Peningkatan Kapasitas Bertahap
Kepala SPPG Jogjogan Silma 2, Didin, menjelaskan peningkatan kapasitas layanan dilakukan secara bertahap sejak program mulai beroperasi pada 24 November 2025.
Ia mengungkapkan, "Awalnya kami melayani 1.670 penerima manfaat. Karena chef kami sudah bersertifikat, kapasitas bisa ditingkatkan. Sekarang sudah mencapai 2.916 penerima manfaat."
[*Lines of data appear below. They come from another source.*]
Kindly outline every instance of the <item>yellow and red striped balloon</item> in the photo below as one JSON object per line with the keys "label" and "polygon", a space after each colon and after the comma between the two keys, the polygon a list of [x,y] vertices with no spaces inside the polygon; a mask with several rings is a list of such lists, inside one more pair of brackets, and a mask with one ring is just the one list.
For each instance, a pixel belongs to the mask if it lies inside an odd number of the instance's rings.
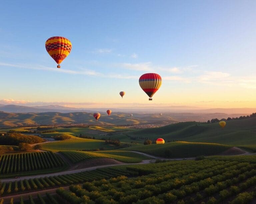
{"label": "yellow and red striped balloon", "polygon": [[112,112],[111,110],[108,110],[107,111],[107,113],[108,114],[109,116],[110,115]]}
{"label": "yellow and red striped balloon", "polygon": [[94,114],[93,114],[93,117],[96,119],[96,121],[97,121],[100,117],[100,113],[97,112],[97,113],[94,113]]}
{"label": "yellow and red striped balloon", "polygon": [[64,37],[55,36],[50,38],[46,41],[45,49],[58,64],[57,68],[60,68],[60,64],[70,53],[72,44],[70,41]]}
{"label": "yellow and red striped balloon", "polygon": [[140,77],[139,83],[142,90],[149,97],[149,100],[151,101],[152,96],[161,86],[162,78],[157,74],[147,73]]}

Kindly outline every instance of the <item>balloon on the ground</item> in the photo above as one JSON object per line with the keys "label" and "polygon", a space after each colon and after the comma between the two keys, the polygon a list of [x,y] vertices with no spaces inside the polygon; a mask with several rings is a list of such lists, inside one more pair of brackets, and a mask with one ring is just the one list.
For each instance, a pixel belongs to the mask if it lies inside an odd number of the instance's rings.
{"label": "balloon on the ground", "polygon": [[108,114],[109,116],[110,115],[112,112],[111,110],[108,110],[107,111],[107,113]]}
{"label": "balloon on the ground", "polygon": [[123,96],[124,96],[124,94],[125,94],[125,92],[124,91],[120,91],[120,93],[119,93],[119,94],[120,94],[120,95],[122,96],[122,98]]}
{"label": "balloon on the ground", "polygon": [[164,140],[162,138],[158,138],[156,141],[157,144],[164,144]]}
{"label": "balloon on the ground", "polygon": [[60,64],[70,53],[72,44],[69,40],[64,37],[55,36],[46,41],[45,49],[58,64],[57,68],[60,68]]}
{"label": "balloon on the ground", "polygon": [[96,121],[97,121],[98,120],[99,120],[99,119],[100,118],[100,113],[98,112],[94,113],[93,114],[93,117],[94,117],[94,118],[96,119]]}
{"label": "balloon on the ground", "polygon": [[219,123],[219,124],[222,128],[224,128],[226,126],[226,122],[223,120],[221,121],[220,121],[220,122]]}
{"label": "balloon on the ground", "polygon": [[158,90],[162,84],[162,78],[155,73],[147,73],[141,75],[139,80],[140,87],[152,100],[152,97]]}

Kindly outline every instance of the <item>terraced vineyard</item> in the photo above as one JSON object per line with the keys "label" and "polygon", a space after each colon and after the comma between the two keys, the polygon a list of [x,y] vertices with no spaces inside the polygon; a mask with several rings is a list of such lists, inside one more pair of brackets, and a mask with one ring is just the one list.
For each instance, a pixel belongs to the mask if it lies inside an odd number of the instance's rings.
{"label": "terraced vineyard", "polygon": [[125,167],[118,169],[104,168],[84,172],[54,176],[42,177],[2,183],[0,196],[2,194],[20,192],[31,190],[50,188],[85,182],[91,182],[103,179],[125,175],[137,175],[138,173]]}
{"label": "terraced vineyard", "polygon": [[127,166],[140,176],[87,182],[71,185],[70,192],[56,192],[72,203],[245,203],[256,197],[256,167],[249,162],[208,159]]}
{"label": "terraced vineyard", "polygon": [[65,165],[61,158],[50,152],[0,155],[0,173],[2,175],[59,168]]}
{"label": "terraced vineyard", "polygon": [[74,163],[92,158],[107,158],[127,163],[136,163],[149,157],[133,152],[118,150],[101,152],[64,151],[60,152]]}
Didin menegaskan peningkatan kapasitas tetap memperhatikan kualitas produksi dan standar operasional yang berlaku.
Program MBG tersebut mendapatkan respons positif dari masyarakat dan pihak sekolah seiring tingginya kebutuhan gizi anak.
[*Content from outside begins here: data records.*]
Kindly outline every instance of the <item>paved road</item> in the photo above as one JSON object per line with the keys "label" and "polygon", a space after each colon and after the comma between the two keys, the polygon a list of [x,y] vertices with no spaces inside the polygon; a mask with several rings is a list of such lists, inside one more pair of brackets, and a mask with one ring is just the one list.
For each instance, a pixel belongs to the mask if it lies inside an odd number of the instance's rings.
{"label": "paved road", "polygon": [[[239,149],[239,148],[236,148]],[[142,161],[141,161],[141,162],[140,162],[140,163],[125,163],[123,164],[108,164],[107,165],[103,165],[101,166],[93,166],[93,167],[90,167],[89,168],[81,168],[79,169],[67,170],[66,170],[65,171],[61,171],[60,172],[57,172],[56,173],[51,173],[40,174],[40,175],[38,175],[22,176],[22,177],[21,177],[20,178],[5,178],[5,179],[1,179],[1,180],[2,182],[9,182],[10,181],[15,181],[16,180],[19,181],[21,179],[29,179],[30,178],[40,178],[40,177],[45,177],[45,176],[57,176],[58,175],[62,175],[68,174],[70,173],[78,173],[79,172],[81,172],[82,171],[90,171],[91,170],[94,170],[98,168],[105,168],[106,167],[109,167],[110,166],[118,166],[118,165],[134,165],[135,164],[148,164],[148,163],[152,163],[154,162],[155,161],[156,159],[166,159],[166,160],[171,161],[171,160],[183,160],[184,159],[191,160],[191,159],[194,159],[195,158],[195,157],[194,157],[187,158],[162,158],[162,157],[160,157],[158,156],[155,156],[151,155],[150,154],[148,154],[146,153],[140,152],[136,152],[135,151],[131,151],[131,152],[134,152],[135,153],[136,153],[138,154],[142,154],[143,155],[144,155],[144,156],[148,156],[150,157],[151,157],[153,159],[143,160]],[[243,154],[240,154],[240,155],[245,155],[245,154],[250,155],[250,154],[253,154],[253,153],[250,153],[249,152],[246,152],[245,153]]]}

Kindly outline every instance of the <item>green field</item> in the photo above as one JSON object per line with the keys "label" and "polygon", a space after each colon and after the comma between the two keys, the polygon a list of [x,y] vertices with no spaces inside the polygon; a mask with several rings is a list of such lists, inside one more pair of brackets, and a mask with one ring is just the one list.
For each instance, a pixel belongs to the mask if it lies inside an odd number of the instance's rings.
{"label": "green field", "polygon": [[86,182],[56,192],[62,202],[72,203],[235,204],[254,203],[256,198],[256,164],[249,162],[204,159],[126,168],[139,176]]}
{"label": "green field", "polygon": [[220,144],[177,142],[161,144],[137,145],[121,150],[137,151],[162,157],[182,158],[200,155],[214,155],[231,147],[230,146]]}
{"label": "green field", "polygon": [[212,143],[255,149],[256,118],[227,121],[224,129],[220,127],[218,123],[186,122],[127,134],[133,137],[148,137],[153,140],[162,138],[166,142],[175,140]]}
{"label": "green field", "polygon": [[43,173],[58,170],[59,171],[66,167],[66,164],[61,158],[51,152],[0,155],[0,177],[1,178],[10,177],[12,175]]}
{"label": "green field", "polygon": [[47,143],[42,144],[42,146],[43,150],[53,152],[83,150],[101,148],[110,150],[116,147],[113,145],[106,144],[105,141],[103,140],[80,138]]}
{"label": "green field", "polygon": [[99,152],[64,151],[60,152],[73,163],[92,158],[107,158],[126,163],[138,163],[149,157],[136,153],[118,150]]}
Ia menyebut, "Antusiasnya luar biasa. Bahkan, ada siswa yang sedang sakit tetap ingin masuk sekolah karena ingin mendapatkan MBG."
Dampak Sosial dan Ekonomi
Selain memenuhi kebutuhan gizi, program MBG juga memberikan dampak sosial dan ekonomi bagi masyarakat sekitar.
Banyak warga tertarik menjadi relawan dapur dengan jumlah pendaftar awal mencapai sekitar 100 orang, sementara kebutuhan tenaga kerja hanya 47 orang.
Sebagian tenaga kerja kemudian dialokasikan ke dapur lain untuk pemerataan.
Program ini turut meningkatkan kesejahteraan relawan yang sebelumnya bekerja tidak tetap.
Didin menyatakan, "Ada relawan yang sebelumnya serabutan, sekarang lebih stabil. Bahkan, ada yang sampai bisa menikah sejak bekerja di SPPG."
Ia berharap program tersebut terus berlanjut dan diperluas agar manfaatnya semakin luas.
Ia menegaskan, “Harapan saya program ini terus berjalan, karena sangat membantu, terutama bagi anak-anak yang membutuhkan. Kuncinya satu, selama kita bisa memanusiakan manusia, Insya Allah, pekerjaan kita akan lancar.”